Juno sold out in NYC to Gett and renigged on all the equity shares drivers were supposed to have. Juno aint leaving NYC anytime soon, I had signed up nearly 2 years ago, it aint happening and if it does Oklahoma City aint gonna be one of the next, or probably even top 20, cities it will go to.


----------



## Gotta run (Mar 13, 2018)

steveK2016 said:


> Juno sold out in NYC to Gett and renigged on all the equity shares drivers were supposed to have. Juno aint leaving NYC anytime soon, I had signed up nearly 2 years ago, it aint happening and if it does Oklahoma City aint gonna be one of the next, or probably even top 20, cities it will go to.


I had forgotten Juno had done such a thing. However if drivers choose to use Juno then riders will choose Juno and Juno will expand its services to those areas where driver and ridership are or have expanded themselves. Juno still takes less from its riders than Uber, right?Juno's software can be used anywhere.


----------



## steveK2016 (Jul 31, 2016)

Gotta run said:


> I had forgotten Juno had done such a thing. However if drivers choose to use Juno then riders will choose Juno and Juno will expand its services to those areas where driver and ridership are or have expanded themselves. Juno still takes less from its riders than Uber, right?Juno's software can be used anywhere.

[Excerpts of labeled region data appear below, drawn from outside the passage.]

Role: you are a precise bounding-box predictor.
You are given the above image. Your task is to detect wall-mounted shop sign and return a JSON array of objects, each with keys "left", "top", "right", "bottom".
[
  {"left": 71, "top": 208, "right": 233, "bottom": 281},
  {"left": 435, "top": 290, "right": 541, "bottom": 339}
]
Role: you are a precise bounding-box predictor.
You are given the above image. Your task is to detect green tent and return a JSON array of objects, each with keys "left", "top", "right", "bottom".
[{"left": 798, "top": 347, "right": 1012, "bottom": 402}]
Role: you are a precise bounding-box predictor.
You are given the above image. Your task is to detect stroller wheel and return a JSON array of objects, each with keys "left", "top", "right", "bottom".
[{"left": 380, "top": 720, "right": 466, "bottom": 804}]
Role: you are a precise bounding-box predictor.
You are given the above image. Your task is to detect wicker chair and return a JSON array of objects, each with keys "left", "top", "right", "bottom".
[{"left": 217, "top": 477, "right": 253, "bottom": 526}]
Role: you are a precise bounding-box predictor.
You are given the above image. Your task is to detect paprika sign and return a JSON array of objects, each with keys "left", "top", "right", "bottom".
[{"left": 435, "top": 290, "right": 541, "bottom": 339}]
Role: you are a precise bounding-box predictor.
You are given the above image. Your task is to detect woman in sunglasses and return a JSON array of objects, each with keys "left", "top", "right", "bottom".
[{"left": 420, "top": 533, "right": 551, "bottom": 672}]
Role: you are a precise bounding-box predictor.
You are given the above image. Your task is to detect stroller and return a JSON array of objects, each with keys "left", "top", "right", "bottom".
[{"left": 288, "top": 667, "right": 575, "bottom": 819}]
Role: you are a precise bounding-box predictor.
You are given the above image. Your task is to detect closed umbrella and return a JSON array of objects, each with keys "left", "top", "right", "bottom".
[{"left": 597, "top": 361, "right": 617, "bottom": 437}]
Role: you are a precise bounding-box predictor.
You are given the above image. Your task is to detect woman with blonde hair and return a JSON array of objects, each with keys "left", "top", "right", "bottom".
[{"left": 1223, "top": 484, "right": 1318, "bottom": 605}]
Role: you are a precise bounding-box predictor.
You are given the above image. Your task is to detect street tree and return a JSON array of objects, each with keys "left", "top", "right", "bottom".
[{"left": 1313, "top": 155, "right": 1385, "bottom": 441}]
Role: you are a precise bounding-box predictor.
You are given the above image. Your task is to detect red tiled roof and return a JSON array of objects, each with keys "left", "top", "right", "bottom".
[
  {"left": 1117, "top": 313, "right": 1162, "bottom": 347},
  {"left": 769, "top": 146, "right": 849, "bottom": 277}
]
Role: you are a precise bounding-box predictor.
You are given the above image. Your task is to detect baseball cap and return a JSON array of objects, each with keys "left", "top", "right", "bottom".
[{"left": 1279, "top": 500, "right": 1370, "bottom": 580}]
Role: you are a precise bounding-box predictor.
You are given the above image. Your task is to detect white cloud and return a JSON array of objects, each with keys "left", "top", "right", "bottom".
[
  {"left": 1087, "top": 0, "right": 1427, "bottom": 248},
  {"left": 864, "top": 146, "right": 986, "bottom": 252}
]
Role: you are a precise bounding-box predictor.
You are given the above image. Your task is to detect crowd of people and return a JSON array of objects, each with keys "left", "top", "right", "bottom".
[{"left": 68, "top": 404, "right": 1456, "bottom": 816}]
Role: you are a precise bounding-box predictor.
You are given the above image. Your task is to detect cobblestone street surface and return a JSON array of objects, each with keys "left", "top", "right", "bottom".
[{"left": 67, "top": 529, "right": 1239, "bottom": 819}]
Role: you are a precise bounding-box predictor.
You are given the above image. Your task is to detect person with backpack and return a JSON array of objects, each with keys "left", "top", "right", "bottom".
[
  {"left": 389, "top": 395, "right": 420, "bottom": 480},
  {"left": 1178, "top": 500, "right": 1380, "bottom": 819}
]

Marketing is there big expense. If it were easy to take on Uber and Lyft nationally, there would be 20+ rideshare options in every market in the country.

RideAustin did fantastic when Lyft and Uber left Austin Texas. When they returned, RA lost 70% of their ridership, dropped their rates to the same as Uber and is currently laying off almost all staff except non-essential to keep it running.

Its a tough industry to get into and those two got the duopoly on it. Sure you can cop and paste an app to work in other regions, but how will they take market share away from Uber and Lyft? Not with hopes and dreams. And that ability to take market share away will costs millions on an ongoing basis, which means they will have to take as much or more. As much as Uber takes they are still in the red.

I dont know if Juno is also in the red but im willing to wager they are or barely out of it and thats just running in NYC.

JUNO isnt going to be thenwhite knight that saves you from Uber hell, sorry to say.


----------



## Gotta run (Mar 13, 2018)

steveK2016 said:


> Marketing is there big expense. If it were easy to take on Uber and Lyft nationally, there would be 20+ rideshare options in every market in the country.
> 
> RideAustin did fantastic when Lyft and Uber left Austin Texas. When they returned, RA lost 70% of their ridership, dropped their rates to the same as Uber and is currently laying off almost all staff except non-essential to keep it running.
> 
> ...


By cut and paste an app you mean use the app in an area where it is not heavily used?


----------



## TDR (Oct 15, 2017)

I'm ex-juno driver. You lucky that didnt have chance. Scum company. Be aware and tell others.
Good for riders, bad for drivers. Uber forum nyc support and show my words. Check out!!!!



steveK2016 said:


> Juno sold out in NYC to Gett and renigged on all the equity shares drivers were supposed to have. Juno aint leaving NYC anytime soon, I had signed up nearly 2 years ago, it aint happening and if it does Oklahoma City aint gonna be one of the next, or probably even top 20, cities it will go to.


Juno will "expand" to bankruptcy


----------



## TDR (Oct 15, 2017)

steveK2016 said:


> Juno sold out in NYC to Gett and renigged on all the equity shares drivers were supposed to have. Juno aint leaving NYC anytime soon, I had signed up nearly 2 years ago, it aint happening and if it does Oklahoma City aint gonna be one of the next, or probably even top 20, cities it will go to.[/QUOTE. !!


its never happen!!!


----------



## Gtown Driver (Aug 26, 2018)

Drivers joining don't mean riders will join. Riders are already very comfortable with Uber and Lyft especially with up front pricing. There's nothing in it for riders to switch to an app with less drivers unless it's always cheaper for them or you provide champagne.


----------